Wednesday 1 July 2020

Keep Your Home (Part 1): No Raising of Your Voice

Shouting Match
Well, as promised, this month I will be taking one rule every other day of the 30 rules for godly women, shared yesterday. Hoping this will resolve the misconceptions expressed by a few.

Also, as promised, I will be posting the rules for men in the course of the month. Trusting and hoping for a smooth engaging ride. So, here we go.

Rule 1: "Never raise your voice for any reason to your husband. Its a sign of disrespect."

In this age of full-blown feministic mentality, I can imagine the riotous response this would generate on some other platforms. In the last few weeks, I have had to spar with a few folks on one of the forums I belong to. And, this was for mere mention that men and women are different. Their angst at the very essence of manhood came to the fore, but their shallowness sold them out.

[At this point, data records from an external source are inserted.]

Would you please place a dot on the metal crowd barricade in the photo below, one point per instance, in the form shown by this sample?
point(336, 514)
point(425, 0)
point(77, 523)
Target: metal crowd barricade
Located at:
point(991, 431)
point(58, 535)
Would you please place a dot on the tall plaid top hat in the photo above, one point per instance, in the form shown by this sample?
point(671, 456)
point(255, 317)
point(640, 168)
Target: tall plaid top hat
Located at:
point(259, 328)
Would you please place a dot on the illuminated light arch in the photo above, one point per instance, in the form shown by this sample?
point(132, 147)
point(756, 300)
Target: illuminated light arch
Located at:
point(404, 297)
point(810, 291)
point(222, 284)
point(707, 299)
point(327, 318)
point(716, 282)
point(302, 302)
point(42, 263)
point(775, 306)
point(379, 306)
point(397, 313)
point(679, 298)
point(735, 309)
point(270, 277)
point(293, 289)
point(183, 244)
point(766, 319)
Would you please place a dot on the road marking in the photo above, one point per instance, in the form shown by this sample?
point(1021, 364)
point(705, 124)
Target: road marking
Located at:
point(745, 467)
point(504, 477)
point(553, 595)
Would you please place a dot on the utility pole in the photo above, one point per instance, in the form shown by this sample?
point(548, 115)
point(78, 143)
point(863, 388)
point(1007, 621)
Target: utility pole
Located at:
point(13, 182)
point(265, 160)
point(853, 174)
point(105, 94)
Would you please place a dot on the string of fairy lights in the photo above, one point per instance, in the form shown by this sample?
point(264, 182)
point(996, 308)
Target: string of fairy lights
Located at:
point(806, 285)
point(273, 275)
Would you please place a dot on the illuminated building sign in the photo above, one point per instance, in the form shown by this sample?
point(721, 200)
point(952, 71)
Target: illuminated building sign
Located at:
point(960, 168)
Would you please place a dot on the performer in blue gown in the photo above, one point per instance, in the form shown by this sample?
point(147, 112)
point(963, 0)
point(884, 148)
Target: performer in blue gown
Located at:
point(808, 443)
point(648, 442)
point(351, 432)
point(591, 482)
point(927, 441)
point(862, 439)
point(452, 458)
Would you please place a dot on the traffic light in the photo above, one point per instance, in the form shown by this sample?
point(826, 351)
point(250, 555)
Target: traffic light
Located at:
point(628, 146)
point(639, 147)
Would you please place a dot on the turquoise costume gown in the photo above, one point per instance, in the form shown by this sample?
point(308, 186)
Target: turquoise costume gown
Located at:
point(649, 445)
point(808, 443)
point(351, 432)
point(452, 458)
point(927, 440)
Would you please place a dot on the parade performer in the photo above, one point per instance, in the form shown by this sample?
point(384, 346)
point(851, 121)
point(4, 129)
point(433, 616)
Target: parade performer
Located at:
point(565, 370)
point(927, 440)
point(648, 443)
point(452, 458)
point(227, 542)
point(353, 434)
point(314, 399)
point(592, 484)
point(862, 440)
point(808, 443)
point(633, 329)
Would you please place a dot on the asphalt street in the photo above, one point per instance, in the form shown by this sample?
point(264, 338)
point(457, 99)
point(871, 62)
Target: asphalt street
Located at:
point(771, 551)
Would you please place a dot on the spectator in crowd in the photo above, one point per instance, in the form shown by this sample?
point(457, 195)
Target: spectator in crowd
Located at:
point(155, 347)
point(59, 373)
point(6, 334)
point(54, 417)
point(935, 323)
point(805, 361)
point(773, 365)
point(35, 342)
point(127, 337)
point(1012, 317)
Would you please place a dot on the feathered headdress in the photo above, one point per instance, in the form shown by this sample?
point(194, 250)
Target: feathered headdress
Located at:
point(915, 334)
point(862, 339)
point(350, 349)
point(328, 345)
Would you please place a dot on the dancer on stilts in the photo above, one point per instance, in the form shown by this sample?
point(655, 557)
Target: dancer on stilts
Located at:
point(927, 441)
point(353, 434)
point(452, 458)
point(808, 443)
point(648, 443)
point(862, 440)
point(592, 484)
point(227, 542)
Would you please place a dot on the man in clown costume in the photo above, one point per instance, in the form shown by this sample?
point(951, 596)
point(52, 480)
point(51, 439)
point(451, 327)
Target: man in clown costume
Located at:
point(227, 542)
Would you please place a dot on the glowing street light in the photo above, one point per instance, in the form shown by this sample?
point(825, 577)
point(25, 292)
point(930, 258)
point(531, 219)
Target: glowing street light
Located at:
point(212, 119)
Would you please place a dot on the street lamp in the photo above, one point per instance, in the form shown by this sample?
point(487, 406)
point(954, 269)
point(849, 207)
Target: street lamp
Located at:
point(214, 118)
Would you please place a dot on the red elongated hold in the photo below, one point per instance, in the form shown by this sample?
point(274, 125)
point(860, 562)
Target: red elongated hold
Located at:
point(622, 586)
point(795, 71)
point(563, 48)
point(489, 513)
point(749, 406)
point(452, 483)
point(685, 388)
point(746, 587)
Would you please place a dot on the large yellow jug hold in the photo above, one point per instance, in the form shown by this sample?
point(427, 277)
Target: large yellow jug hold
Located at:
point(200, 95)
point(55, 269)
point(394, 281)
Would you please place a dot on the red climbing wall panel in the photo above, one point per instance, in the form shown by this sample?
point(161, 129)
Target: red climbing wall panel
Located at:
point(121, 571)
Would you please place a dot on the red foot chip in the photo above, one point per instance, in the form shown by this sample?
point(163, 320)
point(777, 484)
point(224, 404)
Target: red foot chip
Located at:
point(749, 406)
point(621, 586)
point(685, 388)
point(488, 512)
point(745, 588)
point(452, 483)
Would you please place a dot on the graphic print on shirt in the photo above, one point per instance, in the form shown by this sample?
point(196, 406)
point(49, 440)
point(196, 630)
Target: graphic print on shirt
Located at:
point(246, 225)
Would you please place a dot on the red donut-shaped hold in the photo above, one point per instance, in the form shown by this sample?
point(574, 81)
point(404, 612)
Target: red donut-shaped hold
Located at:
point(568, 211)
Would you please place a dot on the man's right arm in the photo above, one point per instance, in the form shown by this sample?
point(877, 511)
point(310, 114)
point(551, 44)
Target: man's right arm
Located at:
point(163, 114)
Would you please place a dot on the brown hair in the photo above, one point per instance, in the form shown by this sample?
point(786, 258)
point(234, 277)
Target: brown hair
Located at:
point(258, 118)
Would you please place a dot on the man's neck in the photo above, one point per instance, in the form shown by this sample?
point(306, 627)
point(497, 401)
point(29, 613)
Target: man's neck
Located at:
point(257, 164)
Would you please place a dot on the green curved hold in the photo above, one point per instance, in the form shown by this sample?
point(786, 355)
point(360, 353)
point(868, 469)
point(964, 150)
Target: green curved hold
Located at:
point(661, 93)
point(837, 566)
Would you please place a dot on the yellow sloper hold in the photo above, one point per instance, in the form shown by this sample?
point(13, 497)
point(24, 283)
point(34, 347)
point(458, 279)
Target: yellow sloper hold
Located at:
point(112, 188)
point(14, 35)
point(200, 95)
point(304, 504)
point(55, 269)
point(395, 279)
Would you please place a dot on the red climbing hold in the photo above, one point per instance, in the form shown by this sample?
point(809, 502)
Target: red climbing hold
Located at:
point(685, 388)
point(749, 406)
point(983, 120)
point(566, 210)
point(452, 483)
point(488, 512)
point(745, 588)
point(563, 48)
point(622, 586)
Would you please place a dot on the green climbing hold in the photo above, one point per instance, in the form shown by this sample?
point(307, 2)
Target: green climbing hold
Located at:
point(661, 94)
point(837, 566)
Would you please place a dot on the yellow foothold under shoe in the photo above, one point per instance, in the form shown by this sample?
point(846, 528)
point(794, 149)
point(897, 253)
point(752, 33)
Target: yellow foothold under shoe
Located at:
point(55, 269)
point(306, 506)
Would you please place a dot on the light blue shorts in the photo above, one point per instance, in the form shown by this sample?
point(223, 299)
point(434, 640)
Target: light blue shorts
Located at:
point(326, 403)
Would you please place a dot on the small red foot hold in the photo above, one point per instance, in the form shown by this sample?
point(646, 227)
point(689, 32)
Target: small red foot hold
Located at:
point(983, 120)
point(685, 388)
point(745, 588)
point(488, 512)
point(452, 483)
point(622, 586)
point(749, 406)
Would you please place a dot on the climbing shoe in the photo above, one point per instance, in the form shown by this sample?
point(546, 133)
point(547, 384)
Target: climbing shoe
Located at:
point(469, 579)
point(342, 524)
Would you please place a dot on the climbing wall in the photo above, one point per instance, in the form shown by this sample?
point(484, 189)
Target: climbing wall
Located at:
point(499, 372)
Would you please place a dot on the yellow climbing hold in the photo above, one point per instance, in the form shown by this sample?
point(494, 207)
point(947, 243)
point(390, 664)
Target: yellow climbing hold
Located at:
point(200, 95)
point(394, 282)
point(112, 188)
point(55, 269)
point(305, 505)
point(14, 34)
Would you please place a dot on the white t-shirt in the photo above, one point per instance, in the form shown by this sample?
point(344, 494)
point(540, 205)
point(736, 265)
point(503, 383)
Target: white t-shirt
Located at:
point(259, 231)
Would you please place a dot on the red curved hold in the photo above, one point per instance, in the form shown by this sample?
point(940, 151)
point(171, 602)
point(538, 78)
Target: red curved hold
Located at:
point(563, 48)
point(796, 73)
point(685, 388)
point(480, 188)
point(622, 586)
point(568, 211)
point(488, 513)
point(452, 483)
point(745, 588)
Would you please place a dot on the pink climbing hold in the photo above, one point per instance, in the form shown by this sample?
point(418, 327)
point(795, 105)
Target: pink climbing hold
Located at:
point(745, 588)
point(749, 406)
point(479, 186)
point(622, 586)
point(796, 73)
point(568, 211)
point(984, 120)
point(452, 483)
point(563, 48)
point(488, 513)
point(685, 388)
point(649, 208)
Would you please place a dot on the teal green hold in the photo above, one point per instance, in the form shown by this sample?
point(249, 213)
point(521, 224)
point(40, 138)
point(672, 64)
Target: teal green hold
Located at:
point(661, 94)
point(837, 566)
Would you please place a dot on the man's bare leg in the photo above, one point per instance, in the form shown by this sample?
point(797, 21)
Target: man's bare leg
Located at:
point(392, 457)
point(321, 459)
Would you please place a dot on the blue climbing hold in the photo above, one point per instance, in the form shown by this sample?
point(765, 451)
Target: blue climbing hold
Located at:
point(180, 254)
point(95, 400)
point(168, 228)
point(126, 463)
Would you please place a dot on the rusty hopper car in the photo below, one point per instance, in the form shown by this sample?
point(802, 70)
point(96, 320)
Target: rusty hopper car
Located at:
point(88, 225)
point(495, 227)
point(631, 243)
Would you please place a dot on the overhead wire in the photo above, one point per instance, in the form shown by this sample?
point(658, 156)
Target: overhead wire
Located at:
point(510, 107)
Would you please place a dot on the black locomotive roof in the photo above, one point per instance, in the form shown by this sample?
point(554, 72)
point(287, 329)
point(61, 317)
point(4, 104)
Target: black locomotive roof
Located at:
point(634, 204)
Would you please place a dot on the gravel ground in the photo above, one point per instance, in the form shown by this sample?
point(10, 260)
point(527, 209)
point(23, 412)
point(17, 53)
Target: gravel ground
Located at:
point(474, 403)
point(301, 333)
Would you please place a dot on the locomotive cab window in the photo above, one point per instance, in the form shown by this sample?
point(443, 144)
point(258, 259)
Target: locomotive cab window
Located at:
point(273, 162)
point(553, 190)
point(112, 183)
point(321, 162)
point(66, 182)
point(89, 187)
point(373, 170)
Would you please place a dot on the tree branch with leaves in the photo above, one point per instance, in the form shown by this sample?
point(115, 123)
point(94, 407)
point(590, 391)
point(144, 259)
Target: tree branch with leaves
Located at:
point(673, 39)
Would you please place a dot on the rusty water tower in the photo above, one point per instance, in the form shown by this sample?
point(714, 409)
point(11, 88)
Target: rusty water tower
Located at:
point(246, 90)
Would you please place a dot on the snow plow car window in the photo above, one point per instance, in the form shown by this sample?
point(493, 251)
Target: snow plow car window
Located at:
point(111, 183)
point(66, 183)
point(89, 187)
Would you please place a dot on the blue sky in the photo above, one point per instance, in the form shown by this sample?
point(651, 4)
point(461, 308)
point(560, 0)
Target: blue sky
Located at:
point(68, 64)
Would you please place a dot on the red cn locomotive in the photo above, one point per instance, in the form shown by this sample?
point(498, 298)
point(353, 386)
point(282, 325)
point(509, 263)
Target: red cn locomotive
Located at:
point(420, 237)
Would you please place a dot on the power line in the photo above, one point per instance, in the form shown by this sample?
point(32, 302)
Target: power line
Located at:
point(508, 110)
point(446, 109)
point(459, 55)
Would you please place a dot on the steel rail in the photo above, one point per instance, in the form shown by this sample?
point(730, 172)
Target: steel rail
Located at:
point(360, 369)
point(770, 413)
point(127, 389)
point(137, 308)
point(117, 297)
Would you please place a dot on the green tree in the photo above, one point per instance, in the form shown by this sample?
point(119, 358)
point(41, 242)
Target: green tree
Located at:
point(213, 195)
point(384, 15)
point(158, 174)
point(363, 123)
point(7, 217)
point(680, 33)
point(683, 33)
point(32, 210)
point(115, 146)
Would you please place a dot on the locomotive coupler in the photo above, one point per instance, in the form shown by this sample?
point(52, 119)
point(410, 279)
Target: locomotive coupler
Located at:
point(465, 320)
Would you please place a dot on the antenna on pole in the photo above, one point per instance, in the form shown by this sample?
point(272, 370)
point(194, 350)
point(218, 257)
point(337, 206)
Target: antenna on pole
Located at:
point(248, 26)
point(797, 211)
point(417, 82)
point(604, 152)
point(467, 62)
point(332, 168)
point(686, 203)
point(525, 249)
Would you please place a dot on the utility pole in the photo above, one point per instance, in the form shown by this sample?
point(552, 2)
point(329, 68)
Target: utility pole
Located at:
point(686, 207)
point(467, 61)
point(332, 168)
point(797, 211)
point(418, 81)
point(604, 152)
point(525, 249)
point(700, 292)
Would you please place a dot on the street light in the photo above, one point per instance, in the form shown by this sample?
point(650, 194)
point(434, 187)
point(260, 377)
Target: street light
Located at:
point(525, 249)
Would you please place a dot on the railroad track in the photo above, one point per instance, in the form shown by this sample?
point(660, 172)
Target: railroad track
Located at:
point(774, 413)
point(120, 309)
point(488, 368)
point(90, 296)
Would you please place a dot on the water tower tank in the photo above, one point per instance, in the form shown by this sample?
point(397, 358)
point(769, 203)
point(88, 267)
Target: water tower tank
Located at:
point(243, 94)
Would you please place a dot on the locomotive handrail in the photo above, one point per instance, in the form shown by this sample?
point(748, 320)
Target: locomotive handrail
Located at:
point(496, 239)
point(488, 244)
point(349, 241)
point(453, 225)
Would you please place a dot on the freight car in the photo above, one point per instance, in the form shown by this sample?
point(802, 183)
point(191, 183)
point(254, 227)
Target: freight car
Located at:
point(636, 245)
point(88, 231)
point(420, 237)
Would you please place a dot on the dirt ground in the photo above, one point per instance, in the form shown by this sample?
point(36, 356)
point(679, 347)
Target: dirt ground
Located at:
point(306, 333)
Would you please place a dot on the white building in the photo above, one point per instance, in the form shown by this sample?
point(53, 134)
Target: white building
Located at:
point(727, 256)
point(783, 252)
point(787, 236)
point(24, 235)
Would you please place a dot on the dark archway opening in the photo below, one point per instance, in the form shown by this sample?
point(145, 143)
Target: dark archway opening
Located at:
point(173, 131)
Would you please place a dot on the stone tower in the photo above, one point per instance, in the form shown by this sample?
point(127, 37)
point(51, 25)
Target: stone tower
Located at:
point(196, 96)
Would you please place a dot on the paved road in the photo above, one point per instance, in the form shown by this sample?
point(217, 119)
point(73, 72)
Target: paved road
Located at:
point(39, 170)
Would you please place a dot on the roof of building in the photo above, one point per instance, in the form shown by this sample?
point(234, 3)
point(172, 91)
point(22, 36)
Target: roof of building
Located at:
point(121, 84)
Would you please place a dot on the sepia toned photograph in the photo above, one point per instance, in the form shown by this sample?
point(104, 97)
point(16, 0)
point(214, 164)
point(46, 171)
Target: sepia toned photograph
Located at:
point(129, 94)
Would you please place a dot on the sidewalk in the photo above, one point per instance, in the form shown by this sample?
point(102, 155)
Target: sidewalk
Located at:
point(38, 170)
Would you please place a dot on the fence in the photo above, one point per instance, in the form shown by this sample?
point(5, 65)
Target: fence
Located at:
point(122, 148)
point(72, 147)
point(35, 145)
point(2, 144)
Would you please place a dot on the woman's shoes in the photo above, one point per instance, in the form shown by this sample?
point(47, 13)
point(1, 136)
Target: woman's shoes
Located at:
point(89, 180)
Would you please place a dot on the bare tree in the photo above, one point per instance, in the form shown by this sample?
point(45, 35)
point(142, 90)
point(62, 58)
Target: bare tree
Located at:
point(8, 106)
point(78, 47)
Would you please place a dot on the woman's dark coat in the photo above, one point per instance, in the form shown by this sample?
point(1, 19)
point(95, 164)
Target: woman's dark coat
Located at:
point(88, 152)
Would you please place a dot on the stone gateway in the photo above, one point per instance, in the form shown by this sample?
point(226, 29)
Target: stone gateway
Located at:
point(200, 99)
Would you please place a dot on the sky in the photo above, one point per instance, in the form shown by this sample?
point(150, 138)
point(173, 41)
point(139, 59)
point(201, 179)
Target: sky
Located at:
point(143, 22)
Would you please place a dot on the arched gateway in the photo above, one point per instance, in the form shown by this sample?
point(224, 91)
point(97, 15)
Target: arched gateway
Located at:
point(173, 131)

There is never really a reason to raise your voice to anyone, not your husband, not your wife, not your child, not your anyone at all. Typically when we raise our voice, it is a sign of frustration. Something seems to tell us raising our voice will get our point across faster and maybe better. Something seems to insinuate, it will show how serious we truly are on the issue(s) on the floor. How true is this?

Now let us switch positions. How much fun do you get from someone shouting on you? This is irrespective of the way you are responding, or how poorly you have performed. What kind of reactions does the person's action awake in you? What effects does the cause (shouting) awake in you?

Does someone shouting on you evoke love? Do you feel drawn by the shouting, or you feel belittled? Remember the golden rule? "Do unto others as you will want them to do unto you." And, the corollary diamond rule? "Treat others as they will want to be treated."

Where does shouting on your spouse fall on the gold and diamond rules' scale? Does it have a place? The same goes for your children. Switch positions with them and ask the same questions. How much training, cultivation, and affirmation does your shouting work in their lives? Does it make them more confident of themselves, or otherwise? Why then do we still shout on one another?

One of the reasons we still do include, the unconscious mindset of thinking we are in competition with one another. We are counting scores. "He won (got) me yesterday, so I got to get back at him." "She does not seem to understand how money runs in this house. I might as well rein her in." So, you raise your voice. "I need to show I am the man of the house." So, like a lion, you roar.

And, what is the roar suppose to achieve? She feels oppressed, misunderstood, and lacks connection. Instead of addressing the issues, she revolts by yelling at him. "How else will he know I am offended? How else can I get his attention," you reckon. He gets shouted on, so he feels belittled. "She does not respect me," he retorts. "She does not respect my person." "She is not submissive," he concludes.

Rather than draw closer, he pushes further away. Rather than become more submissive and loving, she seeks to revolt. Rather than grow into a confident, respectable child, he/she lacks a place of rest, a place of refuge. How so true it is that Robert K. Greenleaf writes, "The value of coercive power is inverse to its use - more so every day."

So, in conclusion, there is no place for raising your voice in a family setting. There is no place for raising your voice on your wife, your husband, nor your children.

Do let me know if there are dissenting views. Let us discuss this.